Владимир Короленко - Том 2. Рассказы 1889-1903
— Только помани, — пояснил пренебрежительно старший.
— Что за народ? — еще через некоторое время лаконически кинул в пространство младший. — Смотри, еще полиция хватится…
— Алымов с ними, — сказал старший. — Положим, человек легкий, со всякими водится.
— Дело не наше, — заключил он, опять помолчав, и затем только шуршание цепи выдавало присутствие обоих в рубке. Лоцмана вообще народ мало разговорчивый. В течение семи месяцев в году, вглядываясь во все изгибы реки, во всякий выступ берега, во всякую заводь и береговую отмель, — они привыкают ограничивать свое внимание пределами видимого русла реки, жить и думать только глазами.
Через несколько времени пришел снизу капитан, обтирая на ходу усы рукавами, уселся на своем месте и, помолчав, сказал с выражением живейшего удовольствия:
— В прошлом году с зевекинского капитана ландшафтик снял.

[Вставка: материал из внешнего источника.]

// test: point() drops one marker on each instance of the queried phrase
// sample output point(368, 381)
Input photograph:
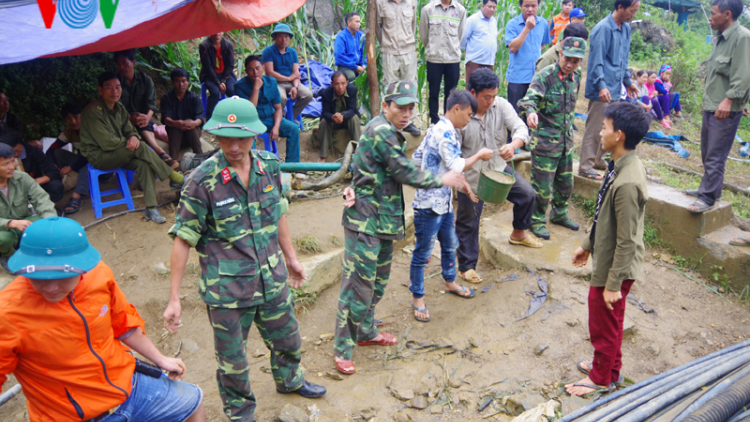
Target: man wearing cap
point(22, 202)
point(549, 109)
point(262, 90)
point(281, 63)
point(396, 28)
point(110, 141)
point(375, 219)
point(67, 331)
point(232, 212)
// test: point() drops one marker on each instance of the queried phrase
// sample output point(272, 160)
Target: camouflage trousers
point(280, 332)
point(367, 267)
point(552, 178)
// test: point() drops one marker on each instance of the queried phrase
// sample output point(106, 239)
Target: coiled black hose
point(725, 404)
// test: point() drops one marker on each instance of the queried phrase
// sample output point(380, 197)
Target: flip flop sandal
point(527, 241)
point(701, 207)
point(591, 174)
point(74, 204)
point(424, 311)
point(744, 241)
point(346, 367)
point(387, 340)
point(458, 292)
point(471, 276)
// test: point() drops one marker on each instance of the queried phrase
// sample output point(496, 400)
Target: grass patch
point(309, 244)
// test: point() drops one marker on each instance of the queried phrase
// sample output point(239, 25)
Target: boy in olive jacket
point(616, 241)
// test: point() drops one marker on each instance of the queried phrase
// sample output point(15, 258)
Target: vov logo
point(77, 13)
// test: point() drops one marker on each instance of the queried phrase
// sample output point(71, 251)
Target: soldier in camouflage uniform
point(549, 109)
point(375, 219)
point(232, 212)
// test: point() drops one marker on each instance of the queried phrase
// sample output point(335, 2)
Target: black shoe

Живой, так и глядит.
Лоцмана не ответили. Пароход пробирался среди темноты, которая стала еще гуще от надвигавшейся из-за гор мглистой тучи. Впереди тревожно мелькали еще две-три звезды, но невидимые на темном небе, клочья тумана гасили их одну за другой. Полоса на реке тоже исчезла… Горы сменяли свои причудливые очертания, среди которых, лишь когда пароход подходил совсем близко, можно было порой различить то серую скалу, торчащую среди зелени, то узкие долины и ущелья. Изредка слышался шорох лесных вершин, как будто вздрагивавших под надвигавшейся холодной тучей.

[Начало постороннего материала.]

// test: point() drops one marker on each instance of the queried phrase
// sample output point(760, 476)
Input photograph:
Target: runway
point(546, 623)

Замелькали живые огоньки. Пароход шел у правого берега, а на левом открылась широкая лощина, охваченная уступами гор. В лощине приютилась деревушка. Кое-где ее огоньки лепились и по уступам, перемежаясь с темными пятнами кустарника. На одной из площадок, у самой стены темного леса, уходившего далее к вершинам, светилось полупотухшее щирокое огнище; по временам оно почти совсем угасало, и только дыхание порывистого ночного ветра опять раздувало его. Тогда как-то зловеще начинали сверкать угли, обрисовывались черные бревна, низко стлался освещенный дым — и казалось, будто какое-то огненное чудовище шипит, извивается и дышит над тихой лощиной и скромной деревенькой. Красные отсветы ложились на крыши изб, разливались по ближним склонам холмов, падали на реку и опять тихо гасли…
Пароход долго обходил песчаную отмель против самой деревни, и она была вся как на ладони. В крайней избе, над небольшой кручей, открылась дверь, и казалось, что кто-то стоит в освещенном квадрате и смотрит на темную реку и на осторожно пробирающийся по ней пароход. Внизу на песчаной отмели курился рыбацкий огонек. Сделав большой круг, пароход стал удаляться, и я как-то невольно прошел и остановился у кормы, провожая взглядом исчезающую деревеньку…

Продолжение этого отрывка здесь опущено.